Calligraphy Tools

If you want to try finding Chinese script for your own phrases here is an approach:
1.  Find the phrase you want
2.  Find the Chinese characters in electronic form
3. Make sure you have the phrase in modern simplified characters
4. Use a calligraphy tool to get the script characters
1.  Find the phrase you want
If you are not an expert on the language, it is pretty much impossible to translate accurately from English to Chinese and get something meaningful.  So it is best to collect real Chinese phrases.  Sources of phrases include CBPS calligraphy books, TC Lai’s book Chinese Couplets, Chinese proverbs & poetry.   There is a lot now available on the internet.
Note that the “translation” of a phrase bears little resemblance to the order or meaning of the individual characters.
Google translate is quite poor and translations from English can be clunky.
2.  Find the Chinese characters in electronic form
If you have the characters written, you may be able to find the electronic version by using:
– excellent phone app Chinese/English dictionary PLECO.  This includes the facility to write the character on the screen and it finds the electronic version.
– online dictionaries are useful if you know how to look up character using radicals or pinyin e.g.
– I have also installed a Chinese character set on my laptop, which is really useful if you know the pinyin.  (e.g. Microsoft Language bar)
– ask a Chinese friend to email you the correct characters.

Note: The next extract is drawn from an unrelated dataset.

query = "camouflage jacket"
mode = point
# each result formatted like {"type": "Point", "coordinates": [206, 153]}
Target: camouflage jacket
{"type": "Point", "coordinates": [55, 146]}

– last resort, ask Angela!
3. Make sure you have the phrase in modern simplified characters.
You will need the phrase in modern simplified characters, as most online tools are produced by mainland China and so do not recognise traditional characters.
Use Google translate, choosing Chinese Simplified Characters.
4. Use a calligraphy tool to get the script characters.
I use this one as a starting point.  (There are a couple of others).  Paste in the simplified characters and choose the script that you want.  This tool will do whole phrases.  If you get a gap in the phrase, then you have probably not used a simplified character input.
Note that this tool gives quite a bland version of most of the scripts.
If you want authentic ancient examples, then you can use a physical script dictionary, or online tools, but these are entirely in Chinese, so you need to recognise what you are looking for.  e.g.:
 Put in each character to find carved and written versions.  Under search box select which script:
不限 all scripts
楷书 regular script
行书 semi-cursive/”running”
草书 cursive
隶书 clerical script/Han official
篆书  seal script
Scroll down to see the many possible versions of that character.
– Similar content is also in the phone app Yunzhang, which seems a bit easier to use.